To use simulavr, download the simulavr package and compile with python support:
git clone git://git.savannah.nongnu.org/simulavr.git
cd simulavr
./bootstrap
./configure --enable-python
make
Note that the build system may need to have some packages (such as swig) installed in order to build the python module. Make sure the file src/python/_pysimulavr.so is present after the above compilation.

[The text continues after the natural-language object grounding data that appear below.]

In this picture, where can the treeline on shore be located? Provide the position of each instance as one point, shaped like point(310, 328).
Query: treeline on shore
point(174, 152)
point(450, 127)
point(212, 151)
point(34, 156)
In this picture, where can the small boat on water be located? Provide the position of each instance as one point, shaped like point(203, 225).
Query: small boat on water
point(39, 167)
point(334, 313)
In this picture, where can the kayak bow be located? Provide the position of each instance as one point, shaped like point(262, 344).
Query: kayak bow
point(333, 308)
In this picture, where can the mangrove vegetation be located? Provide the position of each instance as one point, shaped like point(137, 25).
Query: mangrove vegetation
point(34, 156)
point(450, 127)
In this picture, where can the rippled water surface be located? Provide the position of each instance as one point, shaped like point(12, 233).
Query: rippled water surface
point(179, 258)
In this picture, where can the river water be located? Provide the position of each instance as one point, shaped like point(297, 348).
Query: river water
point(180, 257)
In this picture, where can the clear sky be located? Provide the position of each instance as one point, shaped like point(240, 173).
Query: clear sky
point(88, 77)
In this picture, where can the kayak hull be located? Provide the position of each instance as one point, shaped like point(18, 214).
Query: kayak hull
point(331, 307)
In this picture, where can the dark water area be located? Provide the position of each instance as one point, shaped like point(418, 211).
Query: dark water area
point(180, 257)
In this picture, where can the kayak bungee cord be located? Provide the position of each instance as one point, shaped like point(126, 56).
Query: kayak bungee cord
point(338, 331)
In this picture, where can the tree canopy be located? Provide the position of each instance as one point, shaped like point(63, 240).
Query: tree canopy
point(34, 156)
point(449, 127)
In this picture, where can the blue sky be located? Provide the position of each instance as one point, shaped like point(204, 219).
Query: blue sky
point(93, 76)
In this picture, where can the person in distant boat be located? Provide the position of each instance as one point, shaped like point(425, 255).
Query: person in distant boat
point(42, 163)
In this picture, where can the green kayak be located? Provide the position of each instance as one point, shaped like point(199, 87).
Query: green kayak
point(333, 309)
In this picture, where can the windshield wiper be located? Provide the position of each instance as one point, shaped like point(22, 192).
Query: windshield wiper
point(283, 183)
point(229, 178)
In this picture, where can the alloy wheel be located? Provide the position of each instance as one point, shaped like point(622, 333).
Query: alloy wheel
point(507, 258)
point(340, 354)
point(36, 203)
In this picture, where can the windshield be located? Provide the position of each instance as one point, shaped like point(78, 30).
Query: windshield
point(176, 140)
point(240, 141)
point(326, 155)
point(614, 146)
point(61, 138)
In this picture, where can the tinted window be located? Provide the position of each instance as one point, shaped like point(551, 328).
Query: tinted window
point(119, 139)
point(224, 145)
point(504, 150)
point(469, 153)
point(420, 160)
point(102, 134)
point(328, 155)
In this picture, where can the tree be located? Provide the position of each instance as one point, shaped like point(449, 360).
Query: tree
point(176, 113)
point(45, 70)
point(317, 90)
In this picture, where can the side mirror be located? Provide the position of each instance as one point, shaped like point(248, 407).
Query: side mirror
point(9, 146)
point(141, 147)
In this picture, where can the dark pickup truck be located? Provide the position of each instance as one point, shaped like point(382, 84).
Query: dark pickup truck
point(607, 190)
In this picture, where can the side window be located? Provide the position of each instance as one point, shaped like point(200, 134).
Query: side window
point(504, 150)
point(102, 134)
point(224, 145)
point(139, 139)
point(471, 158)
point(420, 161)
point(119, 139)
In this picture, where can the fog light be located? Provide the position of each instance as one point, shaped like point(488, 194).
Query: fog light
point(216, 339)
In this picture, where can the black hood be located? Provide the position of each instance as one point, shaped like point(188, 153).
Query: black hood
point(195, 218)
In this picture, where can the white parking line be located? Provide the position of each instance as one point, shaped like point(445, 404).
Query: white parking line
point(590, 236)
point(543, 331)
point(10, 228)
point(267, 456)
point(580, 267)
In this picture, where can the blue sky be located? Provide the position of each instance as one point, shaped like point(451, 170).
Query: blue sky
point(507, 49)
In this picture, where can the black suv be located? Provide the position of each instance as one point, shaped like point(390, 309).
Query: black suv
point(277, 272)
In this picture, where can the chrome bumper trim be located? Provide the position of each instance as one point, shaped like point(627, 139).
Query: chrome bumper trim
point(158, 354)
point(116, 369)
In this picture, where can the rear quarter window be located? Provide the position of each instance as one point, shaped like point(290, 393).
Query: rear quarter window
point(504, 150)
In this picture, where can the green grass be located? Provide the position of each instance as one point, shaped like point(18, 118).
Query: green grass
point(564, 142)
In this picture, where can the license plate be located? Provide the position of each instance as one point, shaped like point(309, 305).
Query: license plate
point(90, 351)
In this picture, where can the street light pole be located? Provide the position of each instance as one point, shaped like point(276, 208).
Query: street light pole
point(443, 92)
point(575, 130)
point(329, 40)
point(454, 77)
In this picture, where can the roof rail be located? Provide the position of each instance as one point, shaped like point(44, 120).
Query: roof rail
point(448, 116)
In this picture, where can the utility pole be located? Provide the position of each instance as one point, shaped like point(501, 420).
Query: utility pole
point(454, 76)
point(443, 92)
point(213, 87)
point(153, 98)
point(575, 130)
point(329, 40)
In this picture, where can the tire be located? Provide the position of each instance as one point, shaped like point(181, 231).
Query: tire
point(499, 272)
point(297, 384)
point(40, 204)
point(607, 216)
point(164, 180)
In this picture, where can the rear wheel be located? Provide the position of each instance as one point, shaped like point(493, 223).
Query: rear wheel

To compile Klipper for use in simulavr, run:
cd /patch/to/klipper
make menuconfig
and compile the micro-controller software for an AVR atmega644p,
disable the AVR watchdog timer, and set the MCU frequency
to 20000000. Then one can compile Klipper (run make
) and then start
the simulation with:
PYTHONPATH=/path/to/simulavr/src/python/ ./scripts/avrsim.py -m atmega644 -s 20000000 -b 250000 out/klipper.elf
Then, with simulavr running in another window, one can run the following to read gcode from a file (eg, "test.gcode"), process it with Klippy, and send it to Klipper running in simulavr (see installation for the steps necessary to build the python virtual environment):
~/klippy-env/bin/python ./klippy/klippy.py config/avrsim.cfg -i test.gcode -v
One useful feature of simulavr is its ability to create signal wave generation files with the exact timing of events. To do this, follow the directions above, but run avrsim.py with a command-line like the following:
PYTHONPATH=/path/to/simulavr/src/python/ ./scripts/avrsim.py -m atmega644 -s 20000000 -b 250000 out/klipper.elf -t PORTA.PORT,PORTC.PORT
The above would create a file avrsim.vcd with information on each change to the GPIOs on PORTA and PORTB. This could then be viewed using gtkwave with:
gtkwave avrsim.vcd
Normally, Klippy would be used to translate gcode commands to Klipper commands. However, it's also possible to manually send Klipper commands (functions marked with the DECL_COMMAND() macro in the Klipper source code). To do so, run:
~/klippy-env/bin/python ./klippy/console.py /tmp/pseudoserial 250000
The Klippy log file (/tmp/klippy.log) stores statistics on bandwidth, micro-controller load, and host buffer load. It can be useful to graph these statistics after a print.
To generate a graph, a one time step is necessary to install the "matplotlib" package:
sudo apt-get update
sudo apt-get install python-matplotlib
Then graphs can be produced with:
~/klipper/scripts/graphstats.py /tmp/klippy.log loadgraph.png
One can then view the resulting loadgraph.png file.